バーデン・バーデン ペンテコステ音楽祭2015(3)



 バーデン・バーデンのような温泉場で気分良く1日をスタートさせるには、朝風呂に入るのが一番だけれど、日常にないひとコマという意味では、「アート浴」というのも悪くない選択だ。5月25日はそんな「アート浴」と呼ぶにふさわしい催し、「音楽で目覚める朝」に参加した。会場はフリーダー・ブルダ美術館。午前9時に始まる演奏会のあと、思い思いに展示室をめぐったり、同館のカフェで朝食をとったりする。音楽・美術・食がつまった3時間だ。

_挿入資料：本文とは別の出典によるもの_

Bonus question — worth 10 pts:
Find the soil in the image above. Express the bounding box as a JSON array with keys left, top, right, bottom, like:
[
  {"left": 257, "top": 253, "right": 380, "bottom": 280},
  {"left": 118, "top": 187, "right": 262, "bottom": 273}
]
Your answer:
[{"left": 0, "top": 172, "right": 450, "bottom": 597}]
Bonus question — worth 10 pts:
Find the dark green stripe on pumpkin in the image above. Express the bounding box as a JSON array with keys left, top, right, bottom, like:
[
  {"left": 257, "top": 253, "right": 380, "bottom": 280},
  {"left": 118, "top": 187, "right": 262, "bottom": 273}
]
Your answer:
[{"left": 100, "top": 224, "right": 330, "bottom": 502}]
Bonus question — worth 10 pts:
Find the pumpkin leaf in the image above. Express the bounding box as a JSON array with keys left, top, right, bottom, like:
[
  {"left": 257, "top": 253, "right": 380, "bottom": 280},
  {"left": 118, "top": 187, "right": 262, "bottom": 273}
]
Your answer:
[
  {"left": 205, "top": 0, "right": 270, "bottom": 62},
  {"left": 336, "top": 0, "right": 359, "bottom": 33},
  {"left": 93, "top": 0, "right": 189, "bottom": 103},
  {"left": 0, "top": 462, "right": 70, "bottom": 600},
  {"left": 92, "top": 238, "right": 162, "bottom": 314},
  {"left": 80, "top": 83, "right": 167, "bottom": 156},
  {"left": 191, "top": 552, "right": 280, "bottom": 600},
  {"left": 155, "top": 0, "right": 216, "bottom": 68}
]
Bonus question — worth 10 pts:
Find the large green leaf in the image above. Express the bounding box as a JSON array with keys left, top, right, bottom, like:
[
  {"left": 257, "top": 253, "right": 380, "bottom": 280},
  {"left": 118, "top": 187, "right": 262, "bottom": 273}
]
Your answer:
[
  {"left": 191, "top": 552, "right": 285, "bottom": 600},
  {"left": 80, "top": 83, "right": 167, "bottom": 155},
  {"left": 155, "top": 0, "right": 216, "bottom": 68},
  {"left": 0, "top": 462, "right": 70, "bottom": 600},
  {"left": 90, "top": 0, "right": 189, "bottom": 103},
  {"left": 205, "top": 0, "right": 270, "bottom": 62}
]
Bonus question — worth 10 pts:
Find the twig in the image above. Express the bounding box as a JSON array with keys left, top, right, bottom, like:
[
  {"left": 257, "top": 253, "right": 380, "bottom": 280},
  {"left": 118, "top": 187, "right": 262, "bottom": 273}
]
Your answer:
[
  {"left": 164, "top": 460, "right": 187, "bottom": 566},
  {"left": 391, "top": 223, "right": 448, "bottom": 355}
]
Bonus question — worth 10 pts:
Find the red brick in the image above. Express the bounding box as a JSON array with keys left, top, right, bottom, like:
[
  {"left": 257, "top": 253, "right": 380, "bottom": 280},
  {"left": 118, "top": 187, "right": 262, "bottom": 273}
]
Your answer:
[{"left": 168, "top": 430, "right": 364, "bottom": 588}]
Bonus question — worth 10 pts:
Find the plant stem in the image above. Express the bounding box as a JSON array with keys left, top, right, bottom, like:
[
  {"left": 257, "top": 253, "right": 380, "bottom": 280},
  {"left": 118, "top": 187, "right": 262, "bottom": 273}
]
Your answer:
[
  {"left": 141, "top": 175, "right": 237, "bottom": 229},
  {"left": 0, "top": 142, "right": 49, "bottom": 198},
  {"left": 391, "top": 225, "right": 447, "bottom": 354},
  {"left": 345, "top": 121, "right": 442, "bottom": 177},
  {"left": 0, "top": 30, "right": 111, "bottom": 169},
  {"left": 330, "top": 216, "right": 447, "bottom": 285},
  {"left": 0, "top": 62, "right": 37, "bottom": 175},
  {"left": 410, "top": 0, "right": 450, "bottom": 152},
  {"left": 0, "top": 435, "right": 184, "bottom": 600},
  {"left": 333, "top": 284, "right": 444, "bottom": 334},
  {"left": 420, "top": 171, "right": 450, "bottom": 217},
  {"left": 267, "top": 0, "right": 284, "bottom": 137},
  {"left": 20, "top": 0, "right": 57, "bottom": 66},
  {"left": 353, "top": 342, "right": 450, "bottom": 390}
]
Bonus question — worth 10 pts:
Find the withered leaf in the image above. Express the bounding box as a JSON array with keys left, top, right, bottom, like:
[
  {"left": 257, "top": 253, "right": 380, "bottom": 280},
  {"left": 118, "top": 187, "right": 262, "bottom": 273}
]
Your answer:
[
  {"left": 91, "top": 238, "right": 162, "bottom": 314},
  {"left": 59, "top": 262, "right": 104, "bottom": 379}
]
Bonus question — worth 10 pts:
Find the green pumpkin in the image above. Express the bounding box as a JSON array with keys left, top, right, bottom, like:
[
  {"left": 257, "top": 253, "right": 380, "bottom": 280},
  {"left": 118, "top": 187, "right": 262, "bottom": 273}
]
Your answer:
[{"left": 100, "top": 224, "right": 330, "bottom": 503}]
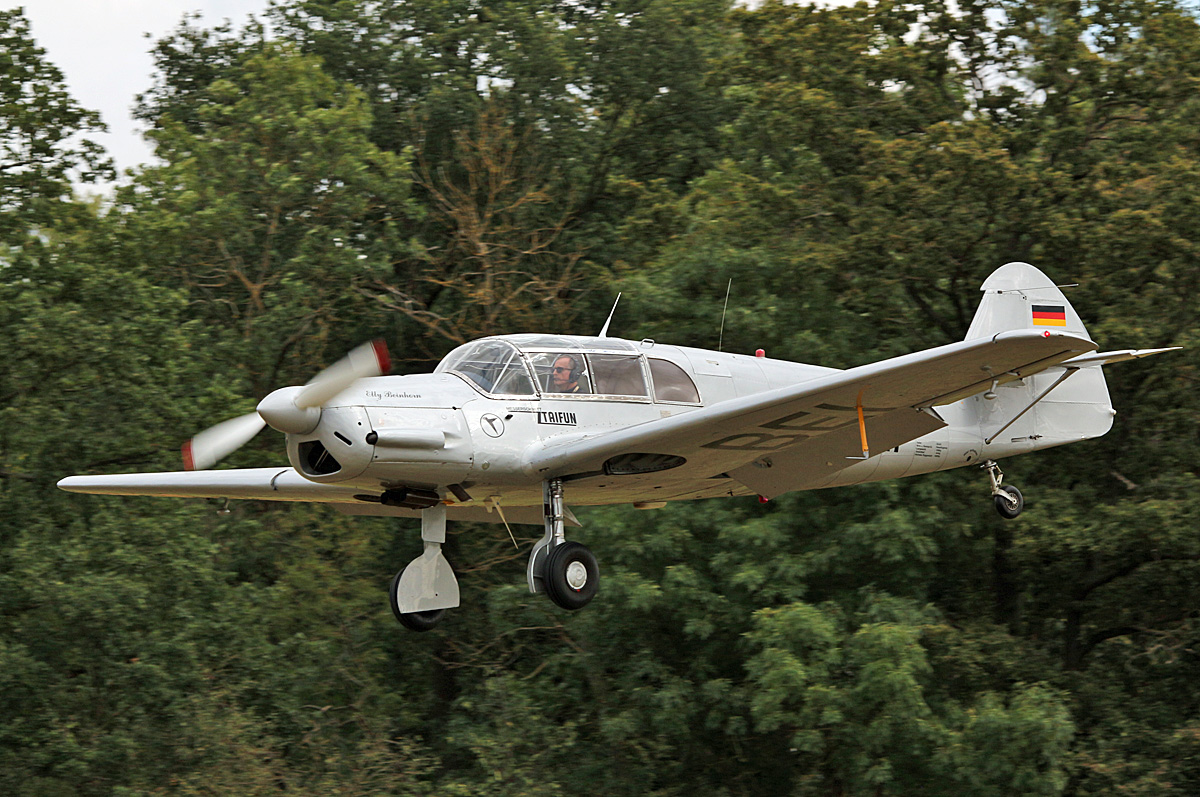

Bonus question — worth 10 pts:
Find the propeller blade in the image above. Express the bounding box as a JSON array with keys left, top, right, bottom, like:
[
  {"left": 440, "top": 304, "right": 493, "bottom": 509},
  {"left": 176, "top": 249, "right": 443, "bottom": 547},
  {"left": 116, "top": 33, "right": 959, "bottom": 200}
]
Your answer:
[
  {"left": 295, "top": 338, "right": 391, "bottom": 409},
  {"left": 184, "top": 413, "right": 266, "bottom": 471}
]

 気持ちの良い演奏が聴ければ佳い1日、そうでないならそれなりの1日……。夜のコンサートに比べ、1日の残りが多い朝の演奏は、奏者にとってプレッシャーが大きいかもしれない、と余計な気をもむ。でも杞憂だった。素敵な音楽のおかげで、コンテンポラリーアートの鑑賞、おおらかなドイツの朝食、そして夜のオペラまで、きれいにタスキがつながった。
 コンサートのプログラムは、ハイドンモーツァルトシューベルトの三重奏を計6曲。FinDIt弦楽三重奏団の演奏だ。ロッタ・スヴァント(ヴァイオリン)、ジェネッテ・ドレエ(ヴィオラ)、アンネ・ベラー=フォンデアゴルツ(チェロ)の3人はみな、バルタザール・ノイマン・アンサンブルのメンバーで、おもにピリオド演奏の分野で活躍している。
 三重奏の肝は、四重奏よりも親密で二重奏よりも多層的な、対話の積み重ね。音楽の滋味がもっとも出る分野のひとつと思う。3人は「人間の対話」のスタイルを徹底して模倣することで、それを表現する。息づかい、さまざまな子音、明暗のある母音、勢いと口ごもり、自信と不安、緊張と安堵。重要なのは人間が、独り言をいうこともある点。3人も単旋律に隠された「対話」を浮き彫りにして、「ひとりボケ・ツッッコミ」のような楽想を前面に押し出していく。三重奏の持つ親密さと多層性とのバランス、つまりベタベタしすぎず、込み入り過ぎないあり方が、朝の空気とよく呼応している。
 音楽祭らしい好企画。大会場でスターによる重厚な管弦楽曲を聴くのも(スカスカの音楽でない限り)一興だけれど、保養地の初夏の音楽祭としては、こうした企画物も実に好もしい。